Mas há outros assuntos também muito relacionados e muito presentes na vida cotidiana que são essas tecnologias. E quando você vê matérias classificadas como “tecnologia”, acabam falando sobre redes sociais! Tem tecnologias que a gente usa todos os dias com novidades sendo geradas pela ciência, inclusive a ciência brasileira, todos os dias, e precisamos compreendê-las, contextualizá-las e ver o seu peso. Qual é seu peso real na sociedade.
Você tem um semestre para dar aula em uma oficina de jornalismo científico. Qual seria seu foco?

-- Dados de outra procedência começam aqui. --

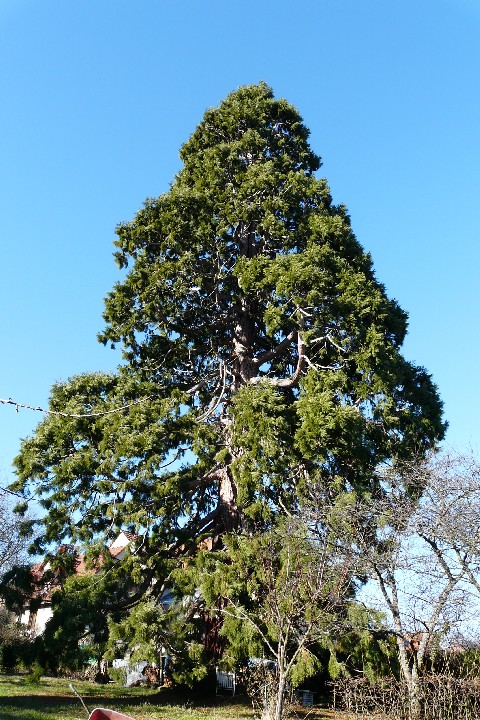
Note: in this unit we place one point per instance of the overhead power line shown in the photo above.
(24, 406)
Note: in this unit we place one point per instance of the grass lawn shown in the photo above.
(52, 699)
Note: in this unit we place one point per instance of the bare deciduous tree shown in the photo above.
(423, 554)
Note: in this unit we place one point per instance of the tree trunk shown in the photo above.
(280, 700)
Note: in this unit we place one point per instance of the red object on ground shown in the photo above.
(103, 714)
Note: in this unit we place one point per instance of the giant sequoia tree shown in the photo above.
(261, 356)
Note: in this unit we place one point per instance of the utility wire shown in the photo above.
(18, 405)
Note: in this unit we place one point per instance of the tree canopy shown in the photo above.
(261, 357)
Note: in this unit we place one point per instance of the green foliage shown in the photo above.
(34, 675)
(261, 357)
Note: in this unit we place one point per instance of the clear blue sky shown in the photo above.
(97, 97)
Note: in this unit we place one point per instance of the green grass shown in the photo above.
(52, 699)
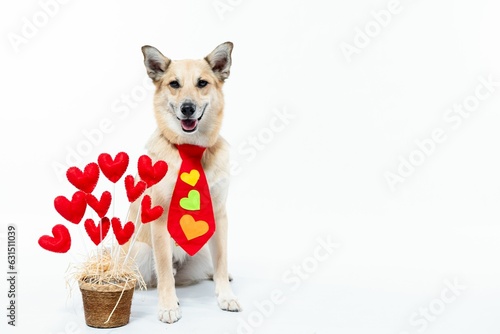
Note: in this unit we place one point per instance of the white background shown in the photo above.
(322, 175)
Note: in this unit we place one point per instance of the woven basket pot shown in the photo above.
(102, 300)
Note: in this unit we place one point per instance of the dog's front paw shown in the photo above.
(169, 315)
(228, 302)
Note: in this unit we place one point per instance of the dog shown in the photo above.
(188, 107)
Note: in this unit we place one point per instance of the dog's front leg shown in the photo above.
(168, 304)
(218, 248)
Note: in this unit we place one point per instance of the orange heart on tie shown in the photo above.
(191, 178)
(193, 228)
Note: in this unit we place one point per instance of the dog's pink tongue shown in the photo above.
(189, 124)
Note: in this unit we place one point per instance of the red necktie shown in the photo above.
(191, 220)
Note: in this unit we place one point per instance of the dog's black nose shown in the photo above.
(188, 109)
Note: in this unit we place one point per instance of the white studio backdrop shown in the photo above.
(365, 159)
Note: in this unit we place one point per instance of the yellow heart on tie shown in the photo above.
(193, 228)
(191, 178)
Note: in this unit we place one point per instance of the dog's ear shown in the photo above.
(220, 60)
(156, 63)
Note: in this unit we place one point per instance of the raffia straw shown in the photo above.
(102, 271)
(117, 302)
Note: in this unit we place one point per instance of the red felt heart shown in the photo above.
(101, 207)
(99, 232)
(73, 210)
(60, 242)
(149, 214)
(113, 169)
(122, 234)
(149, 173)
(134, 190)
(86, 180)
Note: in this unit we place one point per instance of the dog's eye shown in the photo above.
(202, 83)
(174, 84)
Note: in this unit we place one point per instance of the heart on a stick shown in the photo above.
(86, 180)
(101, 206)
(73, 210)
(149, 173)
(134, 191)
(59, 242)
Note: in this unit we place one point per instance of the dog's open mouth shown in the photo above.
(189, 125)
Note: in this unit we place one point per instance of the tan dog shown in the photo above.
(188, 106)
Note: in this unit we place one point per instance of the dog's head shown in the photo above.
(188, 101)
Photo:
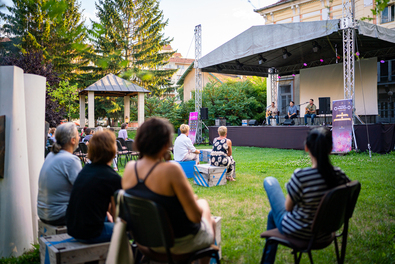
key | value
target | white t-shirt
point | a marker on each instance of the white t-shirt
(182, 146)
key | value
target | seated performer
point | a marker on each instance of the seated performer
(271, 113)
(292, 111)
(310, 112)
(222, 153)
(183, 147)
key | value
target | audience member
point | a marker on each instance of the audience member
(294, 215)
(57, 176)
(88, 135)
(165, 183)
(221, 155)
(183, 147)
(92, 193)
(123, 133)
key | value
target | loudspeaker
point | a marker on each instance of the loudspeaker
(289, 122)
(324, 105)
(252, 122)
(204, 113)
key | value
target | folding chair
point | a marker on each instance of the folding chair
(334, 211)
(149, 225)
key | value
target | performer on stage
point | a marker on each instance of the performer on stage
(271, 113)
(291, 111)
(310, 112)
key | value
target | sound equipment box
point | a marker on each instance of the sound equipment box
(324, 105)
(289, 122)
(204, 113)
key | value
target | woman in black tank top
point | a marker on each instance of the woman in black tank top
(165, 183)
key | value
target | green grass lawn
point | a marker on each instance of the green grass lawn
(243, 205)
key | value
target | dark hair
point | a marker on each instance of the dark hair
(319, 143)
(63, 135)
(152, 136)
(101, 147)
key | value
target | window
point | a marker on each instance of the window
(388, 14)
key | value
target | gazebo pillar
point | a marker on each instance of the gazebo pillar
(126, 115)
(91, 109)
(82, 110)
(140, 108)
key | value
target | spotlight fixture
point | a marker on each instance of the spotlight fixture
(316, 46)
(239, 65)
(262, 60)
(286, 54)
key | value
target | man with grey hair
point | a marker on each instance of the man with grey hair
(57, 176)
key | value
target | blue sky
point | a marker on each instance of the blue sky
(221, 20)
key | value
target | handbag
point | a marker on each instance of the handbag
(120, 250)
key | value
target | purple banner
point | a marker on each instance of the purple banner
(342, 125)
(193, 122)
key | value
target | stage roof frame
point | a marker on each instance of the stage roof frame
(241, 55)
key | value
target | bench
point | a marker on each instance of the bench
(47, 230)
(209, 176)
(63, 248)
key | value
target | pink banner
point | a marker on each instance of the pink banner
(193, 122)
(342, 125)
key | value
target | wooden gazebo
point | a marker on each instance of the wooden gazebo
(111, 85)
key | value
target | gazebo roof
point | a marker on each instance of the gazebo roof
(112, 85)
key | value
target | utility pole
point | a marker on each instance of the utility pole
(198, 81)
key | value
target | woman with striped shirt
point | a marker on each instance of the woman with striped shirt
(294, 214)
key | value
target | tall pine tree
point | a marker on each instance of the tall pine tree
(128, 41)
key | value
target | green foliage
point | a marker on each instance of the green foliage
(235, 100)
(67, 96)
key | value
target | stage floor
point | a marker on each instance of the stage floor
(382, 136)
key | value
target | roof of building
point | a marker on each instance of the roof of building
(112, 85)
(273, 5)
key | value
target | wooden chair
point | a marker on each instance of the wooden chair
(334, 211)
(150, 227)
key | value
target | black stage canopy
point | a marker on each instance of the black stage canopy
(289, 47)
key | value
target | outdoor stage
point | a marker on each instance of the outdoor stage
(382, 136)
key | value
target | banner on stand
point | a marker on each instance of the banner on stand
(342, 125)
(193, 123)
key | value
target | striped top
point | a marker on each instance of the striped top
(306, 189)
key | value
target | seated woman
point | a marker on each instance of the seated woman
(165, 183)
(222, 153)
(294, 214)
(92, 193)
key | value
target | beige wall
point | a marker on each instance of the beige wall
(327, 81)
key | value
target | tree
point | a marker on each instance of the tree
(33, 62)
(67, 97)
(54, 27)
(128, 41)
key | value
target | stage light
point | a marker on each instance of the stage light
(286, 54)
(239, 64)
(316, 46)
(262, 60)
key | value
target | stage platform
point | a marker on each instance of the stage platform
(382, 136)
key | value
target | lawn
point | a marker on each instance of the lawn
(243, 205)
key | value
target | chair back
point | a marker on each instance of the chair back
(129, 144)
(147, 221)
(336, 208)
(122, 140)
(83, 147)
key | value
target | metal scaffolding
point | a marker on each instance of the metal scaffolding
(198, 81)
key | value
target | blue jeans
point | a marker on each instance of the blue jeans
(270, 117)
(105, 235)
(311, 116)
(276, 215)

Não vou te dar uma resposta completa porque nunca passei por isso. Mas acho que lidar com artigos científicos no dia-a-dia é importante, porque é uma coisa difícil e eu particularmente não acho, pela minha experiência – lido há muito tempo com isso – que a gente possa fazer entrevista com o autor sem ter lido e compreendido um pouco o artigo. Também acho difícil, muitas vezes, encontrar qual é a notícia ou a abordagem jornalística da descoberta que foi reportada no artigo científico. Seria muito bacana fazer exercícios desse tipo.
E depois considero importante também outros elementos para a formação do jornalista, como a filosofia da ciência, para compreender como funciona a ciência, as suas possibilidades e limitações. Isso seria muito para uma oficina, né? Mas me parece fundamental na formação do jornalista, para que possa fazer essa escolha mais correta do que vai divulgar e para dar àquilo que vai divulgar o peso e relevância que merece. Tal pesquisa traz uma novidade na ciência muito grande? Foi feita com todas as técnicas possíveis, as melhores? Ou não? Para o jornalista poder escolher melhor o estudo que vai divulgar.
Seria bacana ainda discutir nas aulas resultados de estudos científicos da área de comunicação que possam nos ajudar a tomar decisões mais embasadas na hora de produzir as reportagens, entrevistas etc.